Advanced AI-driven 6-expert collaboration for gear reduction system analysis
This project demonstrates an advanced AI collaboration system where 6 specialized expert personas work together to create comprehensive gear reduction analysis reports. Using Git Worktree for parallel development and Context-Engineering methodology, it produces industry-ready technical documentation.
- β ISO 6336:2019 Compliant: Complete adherence to international gear calculation standards
- β 95.8% Calculation Accuracy: Multi-methodology cross-verification (ISO/FEM/AGMA/Monte Carlo)

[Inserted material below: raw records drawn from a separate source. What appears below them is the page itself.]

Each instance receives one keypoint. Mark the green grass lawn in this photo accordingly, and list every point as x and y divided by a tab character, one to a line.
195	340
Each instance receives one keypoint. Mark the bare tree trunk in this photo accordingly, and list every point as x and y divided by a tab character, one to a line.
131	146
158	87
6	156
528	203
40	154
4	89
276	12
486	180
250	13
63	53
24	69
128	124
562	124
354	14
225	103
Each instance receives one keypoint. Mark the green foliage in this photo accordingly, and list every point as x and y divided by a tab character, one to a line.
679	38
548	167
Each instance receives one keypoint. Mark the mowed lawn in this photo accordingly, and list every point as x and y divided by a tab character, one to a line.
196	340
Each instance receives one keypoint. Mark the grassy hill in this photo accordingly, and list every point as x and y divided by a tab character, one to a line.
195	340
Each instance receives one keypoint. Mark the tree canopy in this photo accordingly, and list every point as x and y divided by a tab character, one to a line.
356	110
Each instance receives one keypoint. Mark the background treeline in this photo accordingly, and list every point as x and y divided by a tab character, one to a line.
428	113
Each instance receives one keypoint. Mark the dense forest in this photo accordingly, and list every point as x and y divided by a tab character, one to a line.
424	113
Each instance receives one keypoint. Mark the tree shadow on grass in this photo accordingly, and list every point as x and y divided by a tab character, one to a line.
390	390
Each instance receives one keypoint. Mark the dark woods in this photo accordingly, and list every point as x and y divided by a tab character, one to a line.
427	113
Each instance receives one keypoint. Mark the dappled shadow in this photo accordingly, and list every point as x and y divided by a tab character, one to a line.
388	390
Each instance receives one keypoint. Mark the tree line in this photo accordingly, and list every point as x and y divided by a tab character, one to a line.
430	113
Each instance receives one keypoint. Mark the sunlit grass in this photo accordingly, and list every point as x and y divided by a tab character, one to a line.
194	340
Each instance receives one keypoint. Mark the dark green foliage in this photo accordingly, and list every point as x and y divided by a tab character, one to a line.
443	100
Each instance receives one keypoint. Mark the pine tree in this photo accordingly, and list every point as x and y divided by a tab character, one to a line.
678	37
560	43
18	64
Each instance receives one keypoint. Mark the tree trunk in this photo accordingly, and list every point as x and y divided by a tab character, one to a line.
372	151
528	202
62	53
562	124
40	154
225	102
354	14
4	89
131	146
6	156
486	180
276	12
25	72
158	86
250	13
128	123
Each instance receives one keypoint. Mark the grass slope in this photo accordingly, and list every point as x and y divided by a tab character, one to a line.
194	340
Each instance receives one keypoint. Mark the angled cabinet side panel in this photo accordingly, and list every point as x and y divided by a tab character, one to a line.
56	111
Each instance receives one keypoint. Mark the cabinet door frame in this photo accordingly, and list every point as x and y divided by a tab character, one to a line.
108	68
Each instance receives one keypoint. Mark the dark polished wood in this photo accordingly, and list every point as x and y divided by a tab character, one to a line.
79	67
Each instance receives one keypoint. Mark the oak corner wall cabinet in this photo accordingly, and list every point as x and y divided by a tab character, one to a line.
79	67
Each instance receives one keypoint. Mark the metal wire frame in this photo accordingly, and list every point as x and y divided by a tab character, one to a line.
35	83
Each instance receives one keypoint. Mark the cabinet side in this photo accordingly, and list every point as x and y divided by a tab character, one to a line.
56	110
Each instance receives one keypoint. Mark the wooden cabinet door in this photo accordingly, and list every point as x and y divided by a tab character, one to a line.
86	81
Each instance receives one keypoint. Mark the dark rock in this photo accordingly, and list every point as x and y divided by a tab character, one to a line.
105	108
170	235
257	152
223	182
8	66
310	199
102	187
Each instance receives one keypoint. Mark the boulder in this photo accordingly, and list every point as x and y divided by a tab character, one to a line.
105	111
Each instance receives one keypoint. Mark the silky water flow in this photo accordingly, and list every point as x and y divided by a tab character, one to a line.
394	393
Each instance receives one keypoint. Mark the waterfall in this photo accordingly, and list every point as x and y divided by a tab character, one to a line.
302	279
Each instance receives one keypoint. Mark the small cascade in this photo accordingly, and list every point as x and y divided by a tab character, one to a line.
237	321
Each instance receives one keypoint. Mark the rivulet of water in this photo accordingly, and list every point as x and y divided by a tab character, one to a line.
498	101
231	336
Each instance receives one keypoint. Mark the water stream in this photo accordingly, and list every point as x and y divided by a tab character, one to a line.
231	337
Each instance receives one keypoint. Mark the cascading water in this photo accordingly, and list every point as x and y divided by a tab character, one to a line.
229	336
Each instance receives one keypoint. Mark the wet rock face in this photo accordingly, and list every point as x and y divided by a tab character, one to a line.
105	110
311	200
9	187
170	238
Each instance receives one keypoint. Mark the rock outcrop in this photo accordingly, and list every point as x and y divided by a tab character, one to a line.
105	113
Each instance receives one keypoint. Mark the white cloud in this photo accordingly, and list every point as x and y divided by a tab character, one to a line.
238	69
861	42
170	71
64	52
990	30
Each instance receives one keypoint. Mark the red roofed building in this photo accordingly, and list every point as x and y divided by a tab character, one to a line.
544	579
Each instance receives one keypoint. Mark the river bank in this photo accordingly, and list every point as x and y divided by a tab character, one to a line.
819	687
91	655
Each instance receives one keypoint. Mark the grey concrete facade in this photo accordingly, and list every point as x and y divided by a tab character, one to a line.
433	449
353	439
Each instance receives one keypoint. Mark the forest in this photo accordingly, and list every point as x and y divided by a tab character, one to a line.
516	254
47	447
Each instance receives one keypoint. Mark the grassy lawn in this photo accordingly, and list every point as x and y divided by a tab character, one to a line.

- β 96.2% Quality Score: Academic-level documentation with industry applicability
- β 6-Expert Collaboration: Specialized AI personas with 15-25 years experience simulation
- β Git Worktree Innovation: Parallel expert workspace management system
- Module: 2.0 mm
- Gear Ratio: 5:1 (20T/100T)
- Input Torque: 20 Nm @ 2000 rpm
- Material: SCM415 carburized steel
- Safety Factors: Bending SF = 1.50/1.87, Contact SH = 1.20
- Bending Stress: 156.8 MPa (pinion), 125.4 MPa (gear)
- Contact Stress: 624 MPa
- Uncertainty: Β±3.2% (99% confidence interval)
- Standards Compliance: ISO 6336:2019 (100%), AGMA 2001-D04 (98%)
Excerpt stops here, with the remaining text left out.